🤖 AI Summary
To address the scarcity of pixel-level annotations and insufficient representation robustness in semi-supervised medical image segmentation, this paper proposes the first integration of learnable-activation Kolmogorov–Arnold Networks (KANs) into the U-Net encoder-decoder architecture. We introduce a selective KAN embedding strategy that targets the bottleneck and high-level semantic layers; design a dimensionality compression and horizontal expansion mechanism to balance expressiveness and computational efficiency; and construct a multi-branch uncertainty estimation framework to enhance pseudo-label reliability. Evaluated on four public medical imaging benchmarks, our method achieves significant performance gains over state-of-the-art CNN- and ViT-based baselines—despite employing fewer KAN layers and incurring lower computational overhead—thereby demonstrating the effectiveness and generalization superiority of KANs in semi-supervised medical segmentation.
📝 Abstract
Deep learning-based medical image segmentation has shown remarkable success; however, it typically requires extensive pixel-level annotations, which are both expensive and time-intensive. Semi-supervised medical image segmentation (SSMIS) offers a viable alternative, driven by advancements in CNNs and ViTs. However, these networks often rely on single fixed activation functions and linear modeling patterns, limiting their ability to effectively learn robust representations. Given the limited availability of labeled date, achieving robust representation learning becomes crucial.
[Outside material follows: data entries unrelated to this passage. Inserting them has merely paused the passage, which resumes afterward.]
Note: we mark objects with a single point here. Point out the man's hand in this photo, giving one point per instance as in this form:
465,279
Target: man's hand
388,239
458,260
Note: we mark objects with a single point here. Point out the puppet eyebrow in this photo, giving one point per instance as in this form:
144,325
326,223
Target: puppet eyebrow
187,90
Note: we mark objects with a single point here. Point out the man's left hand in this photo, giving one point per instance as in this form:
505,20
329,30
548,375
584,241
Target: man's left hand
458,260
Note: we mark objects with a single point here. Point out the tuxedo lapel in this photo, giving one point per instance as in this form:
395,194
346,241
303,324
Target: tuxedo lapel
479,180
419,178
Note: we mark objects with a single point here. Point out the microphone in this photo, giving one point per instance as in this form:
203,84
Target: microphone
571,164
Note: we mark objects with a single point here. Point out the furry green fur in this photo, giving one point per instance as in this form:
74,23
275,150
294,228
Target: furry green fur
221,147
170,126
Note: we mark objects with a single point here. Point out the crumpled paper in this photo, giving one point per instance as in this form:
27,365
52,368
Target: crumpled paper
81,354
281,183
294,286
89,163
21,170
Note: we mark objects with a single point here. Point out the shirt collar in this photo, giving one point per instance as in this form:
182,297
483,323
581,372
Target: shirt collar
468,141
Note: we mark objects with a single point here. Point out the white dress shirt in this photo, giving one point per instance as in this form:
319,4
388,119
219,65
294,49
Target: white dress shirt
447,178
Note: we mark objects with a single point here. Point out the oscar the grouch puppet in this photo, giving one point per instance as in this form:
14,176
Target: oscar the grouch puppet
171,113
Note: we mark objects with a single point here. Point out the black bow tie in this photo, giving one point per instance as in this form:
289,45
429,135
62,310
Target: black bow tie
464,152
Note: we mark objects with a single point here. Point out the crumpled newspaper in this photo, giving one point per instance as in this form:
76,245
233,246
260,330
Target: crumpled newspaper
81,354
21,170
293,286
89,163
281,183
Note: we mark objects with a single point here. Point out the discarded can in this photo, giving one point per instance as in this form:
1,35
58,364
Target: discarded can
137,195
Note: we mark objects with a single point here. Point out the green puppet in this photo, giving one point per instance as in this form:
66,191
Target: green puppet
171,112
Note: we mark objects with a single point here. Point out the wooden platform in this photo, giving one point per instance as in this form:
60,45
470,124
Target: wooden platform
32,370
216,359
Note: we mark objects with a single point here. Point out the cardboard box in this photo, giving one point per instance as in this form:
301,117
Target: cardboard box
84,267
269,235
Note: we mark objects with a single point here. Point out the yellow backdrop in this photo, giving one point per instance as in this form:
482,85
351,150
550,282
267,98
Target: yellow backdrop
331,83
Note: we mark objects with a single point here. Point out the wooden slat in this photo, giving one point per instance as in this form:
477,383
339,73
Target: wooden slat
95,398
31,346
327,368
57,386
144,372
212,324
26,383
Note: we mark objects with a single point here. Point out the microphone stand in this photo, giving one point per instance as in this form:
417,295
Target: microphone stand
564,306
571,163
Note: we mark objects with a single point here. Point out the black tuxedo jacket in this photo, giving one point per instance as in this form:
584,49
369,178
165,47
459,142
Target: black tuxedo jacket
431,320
Inspired by Kolmogorov-Arnold Networks (KANs), we propose Semi-KAN, which leverages the untapped potential of KANs to enhance backbone architectures for representation learning in SSMIS. Our findings indicate that: (1) compared to networks with fixed activation functions, KANs exhibit superior representation learning capabilities with fewer parameters, and (2) KANs excel in high-semantic feature spaces. Building on these insights, we integrate KANs into tokenized intermediate representations, applying them selectively at the encoder's bottleneck and the decoder's top layers within a U-Net pipeline to extract high-level semantic features. Although learnable activation functions improve feature expansion, they introduce significant computational overhead with only marginal performance gains. To mitigate this, we reduce the feature dimensions and employ horizontal scaling to capture multiple pattern representations. Furthermore, we design a multi-branch U-Net architecture with uncertainty estimation to effectively learn diverse pattern representations. Extensive experiments on four public datasets demonstrate that Semi-KAN surpasses baseline networks, utilizing fewer KAN layers and lower computational cost, thereby underscoring the potential of KANs as a promising approach for SSMIS.